Computational type theory is a semantic formulation of dependent type theory that starts with a programming language equipped with a deterministic operational semantics and derives types as specifications of program behavior. Thus, a type is a program specification, two types are exactly equal only if they specify the same behavior, and a program inhabits a type if it behaves according to specification, and two programs are exactly equal as elements of a type when they exhibit the same specified behavior. The range of possible programs is open-ended in that no specification precludes the existence of any program, and the forms of type that may be considered are unlimited, the presence of one type never interfering with another. Among the types are those arising from logic, including the usual connectives and quantifiers. From the logical perspective computational type theory is a theory of truth, not a theory of formal proof, thereby providing a direct realization of Brouwer’s program of intuitionistic foundations for mathematics. The role of formalisms is strictly secondary, and never imposes definitional limits on the theory.

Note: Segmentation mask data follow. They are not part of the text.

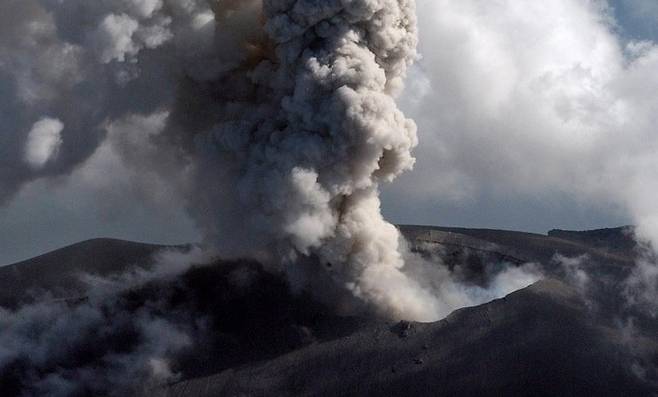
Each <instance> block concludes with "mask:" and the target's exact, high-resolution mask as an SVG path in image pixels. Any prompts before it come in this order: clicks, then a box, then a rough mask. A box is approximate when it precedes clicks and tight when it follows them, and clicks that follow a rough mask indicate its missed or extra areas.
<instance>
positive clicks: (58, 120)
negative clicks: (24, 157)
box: [25, 117, 64, 168]
mask: <svg viewBox="0 0 658 397" xmlns="http://www.w3.org/2000/svg"><path fill="white" fill-rule="evenodd" d="M63 129H64V124H62V122H61V121H59V120H57V119H52V118H49V117H44V118H43V119H41V120H39V121H37V122H36V123H34V125H33V126H32V129H31V130H30V133H29V134H28V135H27V143H26V144H25V161H27V163H28V164H29V165H30V166H32V167H33V168H41V167H43V166H44V165H45V164H46V163H47V162H48V161H49V160H51V159H52V158H53V157H54V156H55V155H57V150H58V149H59V147H60V145H61V144H62V135H61V133H62V130H63Z"/></svg>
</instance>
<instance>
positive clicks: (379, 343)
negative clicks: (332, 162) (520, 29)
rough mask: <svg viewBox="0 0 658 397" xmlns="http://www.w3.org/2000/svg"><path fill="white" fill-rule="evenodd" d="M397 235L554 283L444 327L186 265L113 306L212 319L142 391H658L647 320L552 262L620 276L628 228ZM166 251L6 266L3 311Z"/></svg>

Whereas computational type theory is consistent with the familiar constructs of formal type theory, it is both possible and advantageous to consider proof theories, such as refinement logics, that lie outside the scope of formal type theory. As mentioned, computational type theory has its roots in Brouwer’s program of intuitionistic mathematics in which the truth of a proposition is identified with the existence of a construction (program) that obeys the proposition as a specification. This perspective was developed by Martin-Loef in his paper “Constructive Mathematics and Computer Programming”, and was developed more fully by Constable and his co-workers in the NuPRL type theory and proof assistant. More recently, computational type theory has been extended by the authors to account for higher-dimensional phenomena (as suggested by Hofmann, Streicher, Moerdijk, Berg, Warren, Awodey, and Voevodsky), such as the identification of equivalent types, or the formation of abstract higher-dimensional objects in type theory.

The purpose of this tutorial is to present the semantics of computational higher type theory, and to relate the semantics to its implementation in the RedPRL proof development system.